Of 168 troopers eligible to retire, 40 ended up taking the offer. The union feared that many more would retire to lock in their benefits, Matthews said. Troopers who stayed on will receive lower cost-of-living adjustments in their pensions.

The other unions in the coalition were not supposed to know about the special deal, he said. Matthews said there was no written contract, only oral agreements and voicemail.

In a statement and through a spokesman, Lt. Gov. Nancy Wyman confirmed to The Day that she did extend a potential offer to state police for six months of “flexibility,” but it was not a firm offer, which can only be made at the bargaining table.

The administration pulled out of the deal arrangement in the first part of August, Matthews said, when other state union leaders caught word of it and tried to seek something similar. Rank-and-file members of the union coalition were soon to begin a do-over round of voting on the concessions package.

Matthews recalled walking into Occhiogrosso’s office after Malloy’s press secretary issued a statement batting down “the rumor” of a special deal for state police.

“I said, ‘You can’t tell people there wasn’t a deal when there was.

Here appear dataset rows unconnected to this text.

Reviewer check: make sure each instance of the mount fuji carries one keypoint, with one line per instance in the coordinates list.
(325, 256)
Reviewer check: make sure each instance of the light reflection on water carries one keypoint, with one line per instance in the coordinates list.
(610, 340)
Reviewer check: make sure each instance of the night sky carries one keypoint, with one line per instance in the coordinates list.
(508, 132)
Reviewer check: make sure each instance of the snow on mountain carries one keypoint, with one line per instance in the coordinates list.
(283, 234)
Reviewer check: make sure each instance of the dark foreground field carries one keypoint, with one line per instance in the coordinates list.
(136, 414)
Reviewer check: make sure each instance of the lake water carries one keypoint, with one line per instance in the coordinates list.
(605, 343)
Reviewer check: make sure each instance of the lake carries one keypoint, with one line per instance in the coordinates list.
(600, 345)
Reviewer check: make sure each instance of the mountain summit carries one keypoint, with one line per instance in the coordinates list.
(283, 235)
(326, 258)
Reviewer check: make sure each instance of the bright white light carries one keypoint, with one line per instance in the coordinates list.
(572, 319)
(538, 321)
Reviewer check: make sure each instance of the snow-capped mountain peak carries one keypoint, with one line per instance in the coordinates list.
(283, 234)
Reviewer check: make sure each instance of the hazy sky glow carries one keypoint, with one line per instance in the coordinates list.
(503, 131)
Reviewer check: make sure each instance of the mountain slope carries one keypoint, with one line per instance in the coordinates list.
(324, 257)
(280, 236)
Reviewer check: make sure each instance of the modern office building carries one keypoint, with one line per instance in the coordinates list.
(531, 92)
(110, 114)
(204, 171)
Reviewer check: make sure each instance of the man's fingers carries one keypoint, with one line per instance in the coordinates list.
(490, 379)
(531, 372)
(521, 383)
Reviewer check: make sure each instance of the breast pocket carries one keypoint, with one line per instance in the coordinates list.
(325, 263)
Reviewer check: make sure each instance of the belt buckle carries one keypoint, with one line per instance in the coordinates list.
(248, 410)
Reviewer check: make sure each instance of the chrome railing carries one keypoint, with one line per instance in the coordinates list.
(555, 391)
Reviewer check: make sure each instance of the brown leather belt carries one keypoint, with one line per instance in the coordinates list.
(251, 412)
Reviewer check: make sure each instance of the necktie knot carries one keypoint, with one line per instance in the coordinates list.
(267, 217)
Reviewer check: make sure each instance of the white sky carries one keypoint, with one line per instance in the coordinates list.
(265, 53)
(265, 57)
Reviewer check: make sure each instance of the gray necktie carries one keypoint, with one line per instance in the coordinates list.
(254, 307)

The only thing troopers have is their integrity,'” Matthews said. “And he said that my conversation with this individual was supposed to be confidential, and I had breached that confidentiality and I cannot be trusted.”

Matthews said he had to tell union members about the arrangement to give them another reason to vote in favor of the concessions – which they had rejected in the first vote two months earlier.

“I don’t work for Roy Occhiogrosso, I don’t work for the governor, I work for the members who elected me,” said Matthews, who is halfway through his four-year term as president.

The workforce concessions passed anyway that August, despite troopers’ no votes.